The set of languages and characters supported by the ISO standard ISO 8859/1--"Information Processing--8 bit single byte coded graphic character sets--Part 1: Latin Alphabet #1" is believed to include most of those that are used in North America, Western Europe and Western Hemisphere. They are listed below:
Danish, Dutch, English, Faeroese, Finnish, French, German, Icelandic, Irish, Italian, Norwegian, Portuguese, Spanish and Swedish.
These languages are believed used in at least the following countries:
______________________________________ Argentina Finland Panama Australia France Paraguay Austria Germany Peru Belgium Guatemala Portugal Bolize Guyana El Salvador Bolivia Honduras Spain Brazil Iceland Surinam Canada Ireland Sweden Chile Italy Switzerland Colombia Liechtenstein The Netherlands Costa Rica Luxembourg UK Cuba Mexico USA Denmark New Zealand Uruguay Ecuador Nicaragua Venezuela Faroe Islands Norway ______________________________________
Returning now to the ASCII Character set, the main advantage embodied by the English language with regard to sorting is that the alphabetical order of the letters in the English alphabet corresponds to the internal numerical collating sequence in the ASCII set. This special feature makes the sorting of English language strings relatively simple and in most cases efficient.
For example, to sort two characters, the following operations are performed:
1) Convert the cases of both characters into the same one (i.e. the characters become caseless).
2) Use straight comparison of codes (ordinal values) of both characters to determine the relative sort orders. The character whose ordinal value is smaller is collated first (in ascending order sorting).
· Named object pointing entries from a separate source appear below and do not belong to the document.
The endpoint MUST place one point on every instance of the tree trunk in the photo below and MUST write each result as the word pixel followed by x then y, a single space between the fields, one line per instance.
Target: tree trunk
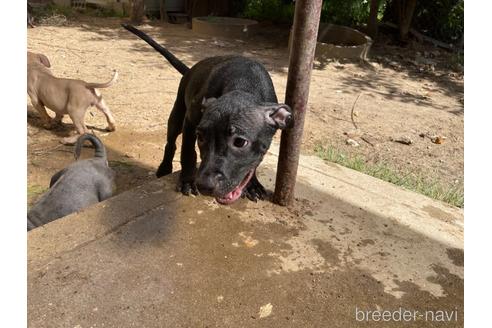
pixel 405 10
pixel 372 24
pixel 163 12
pixel 138 8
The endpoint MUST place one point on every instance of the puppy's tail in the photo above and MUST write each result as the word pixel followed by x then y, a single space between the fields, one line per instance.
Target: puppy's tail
pixel 175 62
pixel 100 151
pixel 104 85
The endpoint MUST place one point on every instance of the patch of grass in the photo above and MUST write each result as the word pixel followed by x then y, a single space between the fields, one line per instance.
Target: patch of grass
pixel 43 12
pixel 414 181
pixel 104 12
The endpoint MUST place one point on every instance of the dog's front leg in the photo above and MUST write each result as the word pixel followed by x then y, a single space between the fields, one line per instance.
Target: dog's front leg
pixel 188 160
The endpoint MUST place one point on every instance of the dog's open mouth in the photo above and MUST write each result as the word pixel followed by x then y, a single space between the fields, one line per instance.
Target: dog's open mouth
pixel 232 196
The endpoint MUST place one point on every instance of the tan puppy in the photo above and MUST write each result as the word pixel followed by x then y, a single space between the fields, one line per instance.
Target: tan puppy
pixel 64 96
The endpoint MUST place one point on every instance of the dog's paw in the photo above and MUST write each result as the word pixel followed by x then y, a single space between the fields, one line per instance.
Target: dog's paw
pixel 49 125
pixel 69 140
pixel 164 169
pixel 111 128
pixel 188 188
pixel 255 190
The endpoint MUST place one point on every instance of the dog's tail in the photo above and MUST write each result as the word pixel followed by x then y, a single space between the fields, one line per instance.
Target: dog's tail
pixel 105 84
pixel 177 64
pixel 98 145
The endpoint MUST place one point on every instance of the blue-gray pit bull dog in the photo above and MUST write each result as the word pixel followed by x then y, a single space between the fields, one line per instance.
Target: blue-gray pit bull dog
pixel 228 105
pixel 77 186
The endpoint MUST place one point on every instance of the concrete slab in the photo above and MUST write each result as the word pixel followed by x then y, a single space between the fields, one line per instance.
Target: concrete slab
pixel 350 244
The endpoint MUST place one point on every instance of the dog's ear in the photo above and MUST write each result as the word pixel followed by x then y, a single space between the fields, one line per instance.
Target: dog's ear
pixel 206 102
pixel 279 116
pixel 44 60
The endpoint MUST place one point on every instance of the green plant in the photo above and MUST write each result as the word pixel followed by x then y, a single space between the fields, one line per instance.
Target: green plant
pixel 52 10
pixel 273 10
pixel 415 181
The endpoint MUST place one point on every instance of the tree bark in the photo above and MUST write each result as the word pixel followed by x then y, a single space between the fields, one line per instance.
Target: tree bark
pixel 405 10
pixel 138 8
pixel 372 24
pixel 163 12
pixel 304 35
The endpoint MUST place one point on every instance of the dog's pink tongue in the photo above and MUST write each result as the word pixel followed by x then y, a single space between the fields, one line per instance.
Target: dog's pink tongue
pixel 230 197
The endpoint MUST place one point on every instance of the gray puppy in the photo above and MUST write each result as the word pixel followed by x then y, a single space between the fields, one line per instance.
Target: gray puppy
pixel 77 186
pixel 229 106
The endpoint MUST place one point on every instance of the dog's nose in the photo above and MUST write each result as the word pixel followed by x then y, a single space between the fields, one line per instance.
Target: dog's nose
pixel 207 183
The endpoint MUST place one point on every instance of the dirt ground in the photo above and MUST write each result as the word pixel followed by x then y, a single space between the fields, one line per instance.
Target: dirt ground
pixel 404 92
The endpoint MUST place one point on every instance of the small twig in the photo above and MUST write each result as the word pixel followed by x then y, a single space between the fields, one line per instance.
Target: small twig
pixel 43 151
pixel 366 140
pixel 352 111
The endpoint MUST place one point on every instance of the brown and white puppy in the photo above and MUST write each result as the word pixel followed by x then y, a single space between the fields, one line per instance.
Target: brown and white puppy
pixel 64 96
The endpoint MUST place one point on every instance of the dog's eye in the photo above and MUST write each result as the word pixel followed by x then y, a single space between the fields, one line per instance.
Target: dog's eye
pixel 240 142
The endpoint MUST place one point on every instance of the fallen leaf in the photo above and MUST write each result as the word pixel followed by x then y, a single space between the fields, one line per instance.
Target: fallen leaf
pixel 266 310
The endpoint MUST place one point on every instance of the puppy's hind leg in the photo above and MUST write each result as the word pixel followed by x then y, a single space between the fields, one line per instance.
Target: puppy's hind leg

The main advantage embodied by the English language alphabet (i.e. A to Z, no accented characters) with regard to data retrieval is that the matching process is basically unique (i.e. one-to-one mapping for all characters). In addition, as mentioned above, the ASCII sequences of the characters correspond to their sort order and hence alphabetically sorted data retrievals can be done relatively easily.
In addition, the full repertoire of the ASCII character set is normally represented in most cases by the users' terminals and hence problems of retrieving characters outside the keyboard repertoire does not normally arise.
In general, to insert a text string into an ordered database in ASCII, the following operations are performed:
1) Case conversion is done for the text string. This step is necessary for both upper and lower case versions of the same character to sort and match identically.
2) Use straight comparison of codes (ordinal values) of the case-converted text string against those existing in the database so as to find out the right insertion spot.
The retrieval operation usually goes through the following steps:
1) Find the matches based on the case-converted search key. The matches can be multiple and depends on whether the retrieval is by a unique key or associated with wildcard characters (e.g. find all entries beginning with "A").
2) Matched entries will be extracted and displayed to the user in sorted order since the data is stored in sorted order.